Although he apparently was not very active as a Mason and ultimately demitted his membership in 1869, many Masonic websites today like to note Twain’s involvement in the fraternity in the 1860s. For instance,

“During those years when Mark Twain was ‘roughing it’ in the West, his fraternal activities were apparently at a minimum. There is evidence that he paid a visit to the Chinese Free Mason Hall in Carson City; his mining partner Calvin Higbie, has described how Twain revealed his Masonic membership by giving – although with comic exaggeration – the fraternal ‘grand hailing sign of distress.’ At this point, Twain did not take his role as a Mason seriously and was removed from the organization for the most part. However, upon returning to St. Louis, he petitioned for readmission and was reinstated on April 21, 1867.”

If this timeline is accurate, Twain’s Masonic membership would have been freshly renewed just a couple months before setting sail for the Holy Land. This backstory may shed light on this handcrafted gavel made from a cedar tree in Lebanon that he gave to his Missouri lodge a year later:

According to The Masonic Dictionary“The Cedars of Lebanon are frequently referred to in the legends of Freemasonry, especially in the advanced Degrees; not, however, on account of any symbolical signification, but rather because of the use made of them by Solomon and Zerubbabel in the construction of their respective Temples.”

Phoenixmasonry.org reports that Twain “sent his lodge a gavel with this note: ‘This mallet is a cedar, cut in the forest of Lebanon, whence Solomon obtained the timbers for the Temple.’ Clemens cut the handle himself from a cedar just outside the walls of Jerusalem. He had it made in Alexandria, Egypt…”

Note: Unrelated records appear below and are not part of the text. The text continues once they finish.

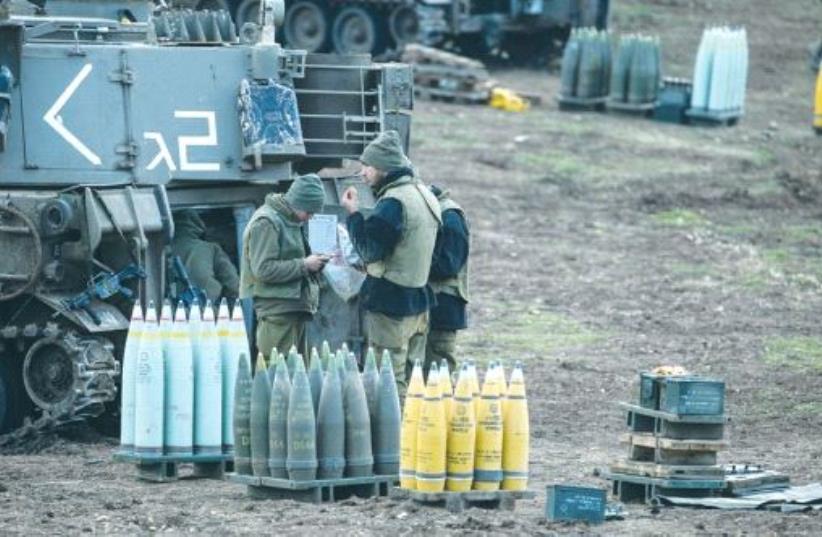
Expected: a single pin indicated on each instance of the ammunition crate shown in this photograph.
(569, 502)
(665, 424)
(633, 488)
(692, 396)
(686, 396)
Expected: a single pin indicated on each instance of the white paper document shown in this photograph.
(322, 233)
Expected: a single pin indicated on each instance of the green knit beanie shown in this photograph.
(385, 153)
(306, 193)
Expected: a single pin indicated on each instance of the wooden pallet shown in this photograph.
(741, 480)
(647, 447)
(315, 491)
(668, 471)
(166, 468)
(456, 502)
(596, 104)
(453, 96)
(674, 426)
(632, 488)
(720, 119)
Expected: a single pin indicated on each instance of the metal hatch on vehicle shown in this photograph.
(72, 109)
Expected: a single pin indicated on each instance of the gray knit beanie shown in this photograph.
(385, 153)
(306, 193)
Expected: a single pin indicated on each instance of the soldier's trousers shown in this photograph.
(403, 337)
(281, 332)
(440, 345)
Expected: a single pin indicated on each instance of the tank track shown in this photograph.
(94, 383)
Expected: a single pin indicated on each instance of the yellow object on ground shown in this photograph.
(408, 434)
(432, 434)
(505, 99)
(817, 112)
(488, 455)
(462, 431)
(670, 371)
(473, 381)
(516, 433)
(447, 391)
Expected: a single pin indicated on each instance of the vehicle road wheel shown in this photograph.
(12, 405)
(404, 25)
(247, 11)
(306, 26)
(356, 31)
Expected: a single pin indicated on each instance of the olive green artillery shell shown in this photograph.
(315, 379)
(387, 423)
(331, 427)
(278, 422)
(370, 381)
(325, 355)
(242, 418)
(302, 429)
(260, 395)
(272, 372)
(293, 357)
(359, 461)
(341, 357)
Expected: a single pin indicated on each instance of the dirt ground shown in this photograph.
(602, 245)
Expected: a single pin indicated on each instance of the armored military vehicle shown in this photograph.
(111, 117)
(521, 29)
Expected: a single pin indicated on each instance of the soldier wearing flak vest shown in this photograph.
(278, 269)
(396, 243)
(449, 280)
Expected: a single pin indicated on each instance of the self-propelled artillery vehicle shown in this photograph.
(113, 116)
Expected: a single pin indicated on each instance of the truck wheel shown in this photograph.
(306, 26)
(356, 31)
(404, 25)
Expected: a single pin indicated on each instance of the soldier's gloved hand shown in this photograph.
(315, 262)
(350, 200)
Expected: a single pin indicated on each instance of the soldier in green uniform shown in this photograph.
(207, 264)
(278, 269)
(449, 280)
(396, 243)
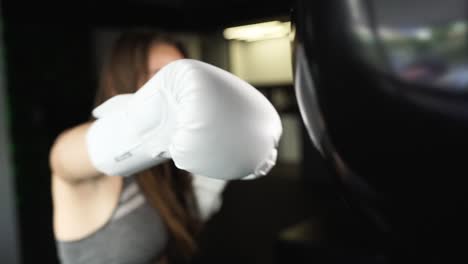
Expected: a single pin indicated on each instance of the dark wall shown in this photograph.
(50, 85)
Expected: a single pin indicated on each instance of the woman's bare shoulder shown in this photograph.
(82, 208)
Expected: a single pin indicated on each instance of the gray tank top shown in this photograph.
(135, 234)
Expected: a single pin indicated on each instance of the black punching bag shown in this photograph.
(383, 91)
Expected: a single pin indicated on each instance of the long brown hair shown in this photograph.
(167, 188)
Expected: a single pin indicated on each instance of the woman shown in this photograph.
(151, 217)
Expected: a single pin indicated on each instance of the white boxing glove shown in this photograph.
(207, 120)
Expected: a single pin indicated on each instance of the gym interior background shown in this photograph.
(50, 60)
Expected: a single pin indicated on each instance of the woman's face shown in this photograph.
(161, 54)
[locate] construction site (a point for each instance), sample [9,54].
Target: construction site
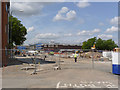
[59,45]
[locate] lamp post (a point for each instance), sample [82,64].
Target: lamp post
[11,30]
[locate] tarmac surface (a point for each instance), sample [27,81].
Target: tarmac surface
[82,74]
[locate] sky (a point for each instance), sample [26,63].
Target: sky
[67,22]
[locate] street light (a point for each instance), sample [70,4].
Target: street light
[11,28]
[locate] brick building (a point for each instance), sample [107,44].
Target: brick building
[4,32]
[58,47]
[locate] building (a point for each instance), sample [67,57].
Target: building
[57,47]
[4,32]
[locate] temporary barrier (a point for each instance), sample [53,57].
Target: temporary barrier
[115,63]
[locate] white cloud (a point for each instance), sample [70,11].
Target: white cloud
[114,20]
[65,14]
[83,4]
[63,10]
[101,24]
[112,29]
[47,36]
[96,31]
[85,32]
[30,29]
[104,36]
[28,8]
[68,35]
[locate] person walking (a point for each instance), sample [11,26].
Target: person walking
[75,56]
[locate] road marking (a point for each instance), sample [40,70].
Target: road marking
[84,84]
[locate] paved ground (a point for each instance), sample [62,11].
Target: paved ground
[71,75]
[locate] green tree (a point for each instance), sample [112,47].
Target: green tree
[89,43]
[18,32]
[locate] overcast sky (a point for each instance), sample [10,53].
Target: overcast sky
[68,22]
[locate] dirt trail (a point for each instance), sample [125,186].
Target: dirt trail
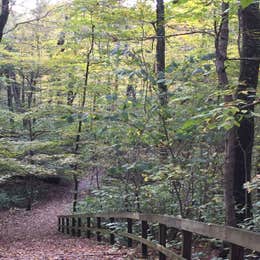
[32,235]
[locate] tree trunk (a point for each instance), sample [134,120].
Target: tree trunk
[239,141]
[246,92]
[160,52]
[4,16]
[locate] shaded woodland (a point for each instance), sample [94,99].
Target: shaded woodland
[150,106]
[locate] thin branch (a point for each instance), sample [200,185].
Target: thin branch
[32,20]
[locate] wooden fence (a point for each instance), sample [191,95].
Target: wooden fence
[80,224]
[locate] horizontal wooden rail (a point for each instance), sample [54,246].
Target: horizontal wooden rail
[238,238]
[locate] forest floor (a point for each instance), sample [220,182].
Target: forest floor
[33,235]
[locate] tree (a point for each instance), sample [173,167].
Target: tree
[240,139]
[3,16]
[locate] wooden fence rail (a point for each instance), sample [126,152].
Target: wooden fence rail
[80,224]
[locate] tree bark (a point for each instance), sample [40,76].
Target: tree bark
[160,52]
[4,16]
[240,139]
[246,93]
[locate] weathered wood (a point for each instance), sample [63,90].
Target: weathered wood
[99,227]
[73,224]
[112,235]
[237,252]
[62,224]
[169,253]
[68,225]
[144,227]
[162,239]
[88,230]
[130,231]
[59,224]
[79,223]
[186,244]
[236,236]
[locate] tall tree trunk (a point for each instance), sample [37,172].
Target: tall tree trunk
[160,66]
[3,16]
[160,52]
[75,177]
[246,92]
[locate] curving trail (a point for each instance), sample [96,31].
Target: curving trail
[32,235]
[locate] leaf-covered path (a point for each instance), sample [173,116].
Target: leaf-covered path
[32,235]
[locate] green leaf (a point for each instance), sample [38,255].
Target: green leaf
[246,3]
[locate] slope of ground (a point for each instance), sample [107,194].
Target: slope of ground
[32,235]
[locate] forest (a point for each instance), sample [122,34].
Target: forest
[129,106]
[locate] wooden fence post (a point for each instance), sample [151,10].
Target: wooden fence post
[237,252]
[68,225]
[144,235]
[112,236]
[79,227]
[130,231]
[187,244]
[162,239]
[62,224]
[73,226]
[98,226]
[59,224]
[88,225]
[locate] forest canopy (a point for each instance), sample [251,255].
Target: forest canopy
[155,100]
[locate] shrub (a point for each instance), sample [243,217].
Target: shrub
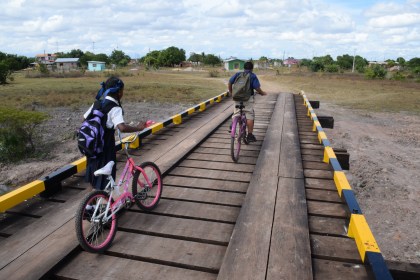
[375,72]
[214,73]
[398,76]
[17,132]
[331,68]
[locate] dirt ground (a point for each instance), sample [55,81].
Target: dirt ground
[384,164]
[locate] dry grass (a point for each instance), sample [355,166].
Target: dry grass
[354,91]
[346,90]
[177,87]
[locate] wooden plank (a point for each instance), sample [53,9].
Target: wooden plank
[227,166]
[335,248]
[204,196]
[322,184]
[175,252]
[188,229]
[312,158]
[194,210]
[86,267]
[316,165]
[205,183]
[256,146]
[290,158]
[211,174]
[41,257]
[327,269]
[323,195]
[12,223]
[37,238]
[244,153]
[320,174]
[327,209]
[328,226]
[222,158]
[248,250]
[312,152]
[290,253]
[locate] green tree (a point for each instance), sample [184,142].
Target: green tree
[360,64]
[375,72]
[171,56]
[212,60]
[401,61]
[5,72]
[195,57]
[413,63]
[119,58]
[345,62]
[88,56]
[151,59]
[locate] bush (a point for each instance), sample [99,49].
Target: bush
[331,68]
[375,72]
[398,76]
[214,73]
[5,72]
[17,132]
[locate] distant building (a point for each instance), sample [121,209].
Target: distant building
[96,66]
[234,63]
[66,64]
[290,62]
[46,58]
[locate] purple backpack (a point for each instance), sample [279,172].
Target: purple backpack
[90,137]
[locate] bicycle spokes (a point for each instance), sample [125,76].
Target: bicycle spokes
[147,186]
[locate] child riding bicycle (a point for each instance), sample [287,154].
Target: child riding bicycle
[249,104]
[110,95]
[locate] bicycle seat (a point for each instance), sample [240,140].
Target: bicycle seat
[106,170]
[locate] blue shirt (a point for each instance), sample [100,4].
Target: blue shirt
[255,83]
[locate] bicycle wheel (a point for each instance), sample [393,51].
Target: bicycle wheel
[94,234]
[147,196]
[235,140]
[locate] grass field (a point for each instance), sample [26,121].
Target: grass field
[354,91]
[162,86]
[191,87]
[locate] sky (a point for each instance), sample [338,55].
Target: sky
[375,30]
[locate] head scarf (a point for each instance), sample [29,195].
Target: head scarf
[103,92]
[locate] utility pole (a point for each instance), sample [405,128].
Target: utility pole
[354,59]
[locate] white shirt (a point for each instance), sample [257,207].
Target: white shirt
[115,116]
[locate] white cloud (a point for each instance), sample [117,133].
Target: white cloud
[401,20]
[242,28]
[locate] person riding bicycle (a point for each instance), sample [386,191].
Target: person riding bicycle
[249,105]
[113,89]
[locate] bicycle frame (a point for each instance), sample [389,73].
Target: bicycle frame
[126,195]
[241,120]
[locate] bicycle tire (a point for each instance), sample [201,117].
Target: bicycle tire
[94,236]
[147,199]
[235,140]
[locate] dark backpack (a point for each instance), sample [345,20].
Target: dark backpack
[241,90]
[90,137]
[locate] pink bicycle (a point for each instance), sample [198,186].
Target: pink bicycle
[96,216]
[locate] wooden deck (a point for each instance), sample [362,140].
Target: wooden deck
[273,215]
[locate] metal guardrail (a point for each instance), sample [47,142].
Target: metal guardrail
[49,183]
[358,228]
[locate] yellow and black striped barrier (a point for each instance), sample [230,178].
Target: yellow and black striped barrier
[358,228]
[50,183]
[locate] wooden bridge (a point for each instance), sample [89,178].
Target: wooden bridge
[284,211]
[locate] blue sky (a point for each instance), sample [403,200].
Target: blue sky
[376,30]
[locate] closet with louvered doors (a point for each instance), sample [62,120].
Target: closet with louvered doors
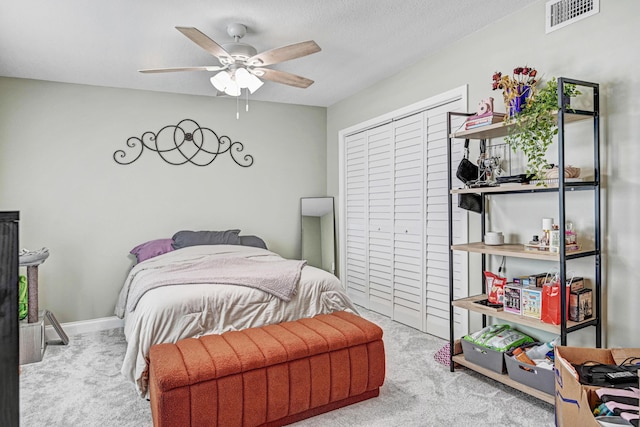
[394,218]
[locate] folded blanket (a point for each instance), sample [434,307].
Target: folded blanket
[276,277]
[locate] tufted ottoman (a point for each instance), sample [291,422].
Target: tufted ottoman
[271,375]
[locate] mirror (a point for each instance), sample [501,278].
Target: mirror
[318,232]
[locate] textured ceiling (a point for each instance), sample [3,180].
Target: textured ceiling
[104,43]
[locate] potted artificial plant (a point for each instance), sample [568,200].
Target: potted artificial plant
[531,112]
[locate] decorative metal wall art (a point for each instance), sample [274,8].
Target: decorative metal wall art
[185,142]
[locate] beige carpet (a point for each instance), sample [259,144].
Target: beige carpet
[80,385]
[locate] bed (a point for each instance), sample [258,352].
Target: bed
[174,295]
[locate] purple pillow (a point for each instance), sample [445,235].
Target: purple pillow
[152,248]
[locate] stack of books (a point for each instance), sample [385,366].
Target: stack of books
[483,120]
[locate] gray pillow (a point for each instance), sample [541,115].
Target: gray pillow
[253,241]
[182,239]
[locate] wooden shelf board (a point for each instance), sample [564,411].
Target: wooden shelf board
[504,379]
[524,188]
[515,250]
[469,304]
[498,130]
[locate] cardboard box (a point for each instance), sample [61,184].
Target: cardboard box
[580,305]
[532,302]
[537,280]
[574,401]
[522,281]
[513,298]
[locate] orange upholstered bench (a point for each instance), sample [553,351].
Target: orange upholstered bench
[272,375]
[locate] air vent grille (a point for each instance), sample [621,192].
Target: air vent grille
[564,12]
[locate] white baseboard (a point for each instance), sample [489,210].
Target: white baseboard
[82,326]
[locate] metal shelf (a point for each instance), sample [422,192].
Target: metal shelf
[470,304]
[498,130]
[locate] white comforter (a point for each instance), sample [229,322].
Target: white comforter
[173,312]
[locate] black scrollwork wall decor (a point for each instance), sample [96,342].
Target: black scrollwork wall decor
[185,142]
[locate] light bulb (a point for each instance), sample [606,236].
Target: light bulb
[221,80]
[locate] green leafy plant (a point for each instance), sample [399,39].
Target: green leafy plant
[535,126]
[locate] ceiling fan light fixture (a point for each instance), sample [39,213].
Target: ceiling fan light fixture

After bestowing this gift upon his lodge, Twain apparently had little more to do with Freemasonry (aside from occasional allusions to it in his writing). In fact, according to an article entitled “Alas: Poor Mark!” in the Masonic New Yorker, A Journal of Masonic Information (March 15, 1907), the “great Apostle of Prevarication” seems to have provoked the ire of his former brothers after dismissing Freemasonry as “foolishness.” The Masonic correspondent found it “pitiable” that “the brother who charmed us with his humor” would “slap in the face the institution before whose alter he had thrice knelt.”

To learn more about this period in Twain’s career and the Quaker City tour which became his first bestselling book, tune in to the premiere of Mark Twain’s Journey To Jerusalem on PBS World tonight at 8 PM EST. The documentary, directed by A. D. Oppenheim and Diana Zaslaw, will no doubt be widely available for streaming soon thereafter.